A Rabbi Walked Into a Mexican Kitchen—and This Unique Restaurant Was Born
Before the neighborhoods of Los Angeles’ Eastside neighborhood became heavily Latino, the city’s Jewish community lived there. Although that demographic shift happened decades ago, chef Katsuji Tanabe has created a restaurant with cuisine inspired by both cultures—authentic Mexican flavors made according to Jewish dietary laws. Located in what’s currently a Jewish neighborhood, the restaurant, Mexikosher, is bringing tacos, burritos, and more to the kosher community for the first time.
“I opened the first kosher Mexican, so there was nothing before that—there was no point of reference,” he says in this second episode of Served.
Because Tanabe isn’t Jewish, he shares the kitchen with an important full-time staff member, Rabbi Hershel Rabbs. Under Rabbs’ watch, the vegetables are carefully washed, with any and all insects removed, and the supply of kosher meat is closely monitored.
Does all of the effort that goes into reimagining pork-loving Mexican food for a kosher clientele pay off? The customers think so.
“People, they come in here and they see that the food is authentic and it’s kosher,” says one young man, “and that acts as a bridge to allow them to take a glimpse into a world that they might have never thought they would look into before.”
If that means swapping out salmon for pork in pozole, so be it.
For the sauce:
4 guajillo peppers
2 cloves garlic
1 teaspoon ground cloves
1 teaspoon ground allspice
1 tablespoon ground cumin
1 teaspoon dried oregano
1 tablespoon olive oil
For the pozole:
1 clove garlic, sliced
12-ounce can hominy, drained
1 cactus (nopal) paddle, sliced
1 tablespoon fresh epazote
2 five-ounce wild salmon fillets
1 radish, sliced
Half a lime
Extra-virgin olive oil
Make the sauce: Preheat the oven to 350 degrees F.

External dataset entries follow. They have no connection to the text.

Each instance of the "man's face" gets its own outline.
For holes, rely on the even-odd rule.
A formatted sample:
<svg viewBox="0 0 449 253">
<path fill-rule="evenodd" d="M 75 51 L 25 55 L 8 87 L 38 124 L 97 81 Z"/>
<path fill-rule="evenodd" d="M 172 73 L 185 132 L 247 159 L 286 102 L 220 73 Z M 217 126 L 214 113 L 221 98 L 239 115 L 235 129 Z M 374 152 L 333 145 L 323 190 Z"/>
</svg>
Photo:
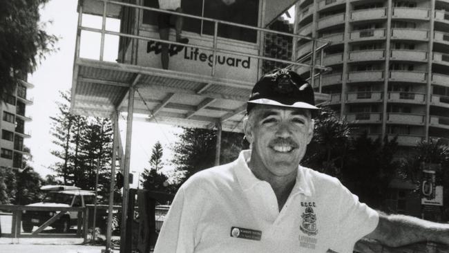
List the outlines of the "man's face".
<svg viewBox="0 0 449 253">
<path fill-rule="evenodd" d="M 257 167 L 251 169 L 268 176 L 296 175 L 313 131 L 307 110 L 256 105 L 245 128 L 252 144 L 251 163 Z"/>
</svg>

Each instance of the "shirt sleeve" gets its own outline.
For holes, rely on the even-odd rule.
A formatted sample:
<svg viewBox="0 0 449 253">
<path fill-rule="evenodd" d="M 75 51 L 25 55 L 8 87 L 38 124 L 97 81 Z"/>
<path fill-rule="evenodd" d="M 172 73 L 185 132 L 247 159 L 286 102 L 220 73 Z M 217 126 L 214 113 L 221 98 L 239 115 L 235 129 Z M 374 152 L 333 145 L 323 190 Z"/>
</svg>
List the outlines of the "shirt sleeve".
<svg viewBox="0 0 449 253">
<path fill-rule="evenodd" d="M 193 252 L 195 226 L 187 203 L 185 190 L 181 187 L 164 221 L 154 253 Z"/>
<path fill-rule="evenodd" d="M 332 250 L 337 252 L 352 252 L 354 245 L 362 237 L 376 229 L 379 223 L 379 213 L 360 203 L 359 197 L 352 194 L 338 182 L 340 205 L 337 214 L 338 225 L 336 242 Z"/>
</svg>

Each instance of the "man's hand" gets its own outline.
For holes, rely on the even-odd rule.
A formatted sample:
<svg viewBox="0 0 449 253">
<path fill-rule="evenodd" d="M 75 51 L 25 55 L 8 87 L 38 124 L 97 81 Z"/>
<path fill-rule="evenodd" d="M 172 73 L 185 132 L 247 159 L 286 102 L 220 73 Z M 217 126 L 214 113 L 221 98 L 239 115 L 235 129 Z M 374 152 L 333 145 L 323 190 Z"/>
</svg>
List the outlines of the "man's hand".
<svg viewBox="0 0 449 253">
<path fill-rule="evenodd" d="M 404 215 L 379 213 L 377 227 L 367 237 L 389 247 L 423 241 L 449 245 L 449 224 L 437 223 Z"/>
</svg>

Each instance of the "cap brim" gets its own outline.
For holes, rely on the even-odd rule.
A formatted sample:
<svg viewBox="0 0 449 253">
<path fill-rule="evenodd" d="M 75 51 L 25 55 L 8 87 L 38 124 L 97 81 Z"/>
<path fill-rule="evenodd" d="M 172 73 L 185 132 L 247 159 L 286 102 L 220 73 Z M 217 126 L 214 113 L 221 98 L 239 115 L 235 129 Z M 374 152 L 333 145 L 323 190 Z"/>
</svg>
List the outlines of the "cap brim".
<svg viewBox="0 0 449 253">
<path fill-rule="evenodd" d="M 311 109 L 311 110 L 318 110 L 319 108 L 313 106 L 310 104 L 307 104 L 303 102 L 297 102 L 293 104 L 285 104 L 280 103 L 276 100 L 268 100 L 266 98 L 260 98 L 258 100 L 250 100 L 248 101 L 248 103 L 251 104 L 267 104 L 274 106 L 284 106 L 284 107 L 291 107 L 291 108 L 302 108 L 304 109 Z"/>
</svg>

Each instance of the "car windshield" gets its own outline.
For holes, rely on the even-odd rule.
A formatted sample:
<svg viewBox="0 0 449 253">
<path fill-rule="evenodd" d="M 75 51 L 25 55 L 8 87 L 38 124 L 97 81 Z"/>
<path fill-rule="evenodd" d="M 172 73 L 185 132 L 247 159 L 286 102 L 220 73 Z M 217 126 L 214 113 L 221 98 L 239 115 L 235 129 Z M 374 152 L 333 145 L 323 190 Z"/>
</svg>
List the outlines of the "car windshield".
<svg viewBox="0 0 449 253">
<path fill-rule="evenodd" d="M 73 196 L 63 194 L 58 192 L 49 192 L 46 195 L 42 202 L 60 204 L 72 204 Z"/>
</svg>

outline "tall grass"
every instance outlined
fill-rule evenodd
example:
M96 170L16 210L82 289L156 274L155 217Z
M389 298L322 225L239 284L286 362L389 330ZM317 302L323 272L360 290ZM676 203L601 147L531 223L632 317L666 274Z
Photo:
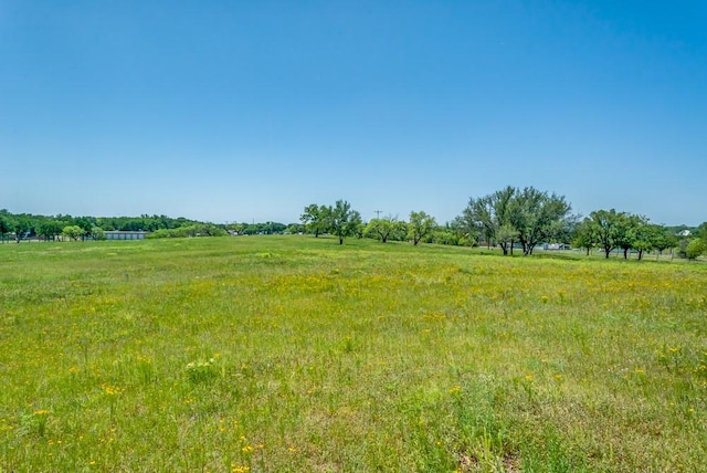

Roast the peppers in the oven for 10 minutes and then soak in 4 cups of water for 30 minutes. Drain, reserve the soaking water, and then puree the peppers with the garlic and spices. Mix in enough of the soaking water to give the sauce a soup-like consistency.
Heat the olive oil in a frying pan and cook the sauce over medium-high heat, stirring constantly, until it thickens, about 6 minutes. Season with salt and set aside.
Make the pozole: In a frying pan, sauté the garlic in olive oil over a medium flame until golden brown. Add the hominy and the reserved guajillo sauce and bring to a boil. Reduce the heat and let simmer, stirring occasionally, about 10 minutes.
Meanwhile, cook the cactus in another frying pan, sautéing in olive oil over high heat until just tender. Add in the epazote and cook until just wilted. Set aside.
Wipe out the pan and then cook the salmon, heavily seasoned with only salt, until medium rare.
Serve the salmon on top of the hominy and garnish with the cactus, sliced radish, a squirt of lime, and a drizzle of olive oil.